The southern colonies were comprised largely of large estates owned by wealthy individuals. Local government consisted of a legislature, such as the Virginia House of Burgesses, whose members were elected by property owning males. Because of the limitations on franchise, the membership of the legislatures was made up primarily of wealthy landowners. There was a royal governor appointed by the crown; however his salary was paid by the legislature. Although he had an absolute veto power, if he interfered to too great a degree with the legislature's wishes, they would simply withhold his salary.
When the Massachusetts Bay Colony was founded in New England, John Winthrop took advantage of the fact that the Charter did not provide for a company office in England, and carried the Charter with him. As a result, there was no control of the colony from England prior to the dissolution of the Charter just before the Revolution. The Charter provided for a General Court which elected a governor and assistants.
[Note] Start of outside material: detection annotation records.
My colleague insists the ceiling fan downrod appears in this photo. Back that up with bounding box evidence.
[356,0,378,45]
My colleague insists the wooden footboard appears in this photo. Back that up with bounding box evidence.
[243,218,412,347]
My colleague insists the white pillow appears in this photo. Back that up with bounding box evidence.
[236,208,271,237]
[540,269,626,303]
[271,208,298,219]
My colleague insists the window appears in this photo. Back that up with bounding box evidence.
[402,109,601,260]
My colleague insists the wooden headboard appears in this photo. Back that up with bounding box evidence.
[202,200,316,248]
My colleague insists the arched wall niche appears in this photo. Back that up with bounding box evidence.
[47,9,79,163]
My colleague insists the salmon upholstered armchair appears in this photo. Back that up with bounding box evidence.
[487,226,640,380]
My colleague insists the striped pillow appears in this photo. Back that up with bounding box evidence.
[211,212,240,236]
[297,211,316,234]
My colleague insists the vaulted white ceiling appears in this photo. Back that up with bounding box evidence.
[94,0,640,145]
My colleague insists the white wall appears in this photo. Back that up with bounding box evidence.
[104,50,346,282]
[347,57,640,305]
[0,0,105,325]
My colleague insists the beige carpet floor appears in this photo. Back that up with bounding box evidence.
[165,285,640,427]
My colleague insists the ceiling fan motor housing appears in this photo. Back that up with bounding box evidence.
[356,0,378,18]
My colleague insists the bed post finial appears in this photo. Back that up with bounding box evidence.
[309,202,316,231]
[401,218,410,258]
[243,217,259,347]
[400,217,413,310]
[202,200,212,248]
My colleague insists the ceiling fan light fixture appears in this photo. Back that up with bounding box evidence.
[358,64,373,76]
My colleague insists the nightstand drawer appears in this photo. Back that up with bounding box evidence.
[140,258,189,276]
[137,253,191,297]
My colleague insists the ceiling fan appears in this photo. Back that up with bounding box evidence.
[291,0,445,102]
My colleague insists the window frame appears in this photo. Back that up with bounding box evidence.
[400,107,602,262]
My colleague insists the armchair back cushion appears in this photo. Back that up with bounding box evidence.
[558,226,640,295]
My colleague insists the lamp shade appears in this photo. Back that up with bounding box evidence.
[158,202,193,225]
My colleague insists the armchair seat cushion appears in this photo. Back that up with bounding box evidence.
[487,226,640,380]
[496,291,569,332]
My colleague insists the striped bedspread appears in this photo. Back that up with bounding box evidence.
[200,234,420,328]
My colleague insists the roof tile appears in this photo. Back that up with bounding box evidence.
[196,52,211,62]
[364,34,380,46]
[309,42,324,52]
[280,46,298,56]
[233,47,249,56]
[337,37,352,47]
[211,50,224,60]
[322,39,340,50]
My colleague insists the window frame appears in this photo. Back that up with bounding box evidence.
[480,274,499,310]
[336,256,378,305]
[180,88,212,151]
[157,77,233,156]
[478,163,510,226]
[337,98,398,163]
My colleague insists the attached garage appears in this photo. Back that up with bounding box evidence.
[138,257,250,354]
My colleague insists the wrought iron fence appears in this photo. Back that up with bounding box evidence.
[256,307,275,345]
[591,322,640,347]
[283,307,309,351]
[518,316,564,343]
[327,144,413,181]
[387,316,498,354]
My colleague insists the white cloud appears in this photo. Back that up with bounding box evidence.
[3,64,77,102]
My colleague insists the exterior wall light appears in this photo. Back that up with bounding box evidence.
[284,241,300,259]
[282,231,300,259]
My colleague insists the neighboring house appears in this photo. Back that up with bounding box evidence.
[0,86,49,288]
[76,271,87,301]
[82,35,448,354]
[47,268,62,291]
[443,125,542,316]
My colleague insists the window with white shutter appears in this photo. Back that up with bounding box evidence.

Winthrop limited voting for the assembly to "freemen," a term he was unwilling to describe and which allowed him control of the General Court.
Of the middle colonies, New York, after it was taken by the English, was ruled by James, Duke of York (later James II) without a colonial assembly. This practice made the colony unattractive to English settlers who often preferred Pennsylvania instead which was a model of tolerance and allowed a great latitude of civil liberties. James' policies meant that few English women moved to the colony. As a result, many of the Englishmen there married Dutch wives; as a result of which a great deal of Dutch culture was preserved in the colony.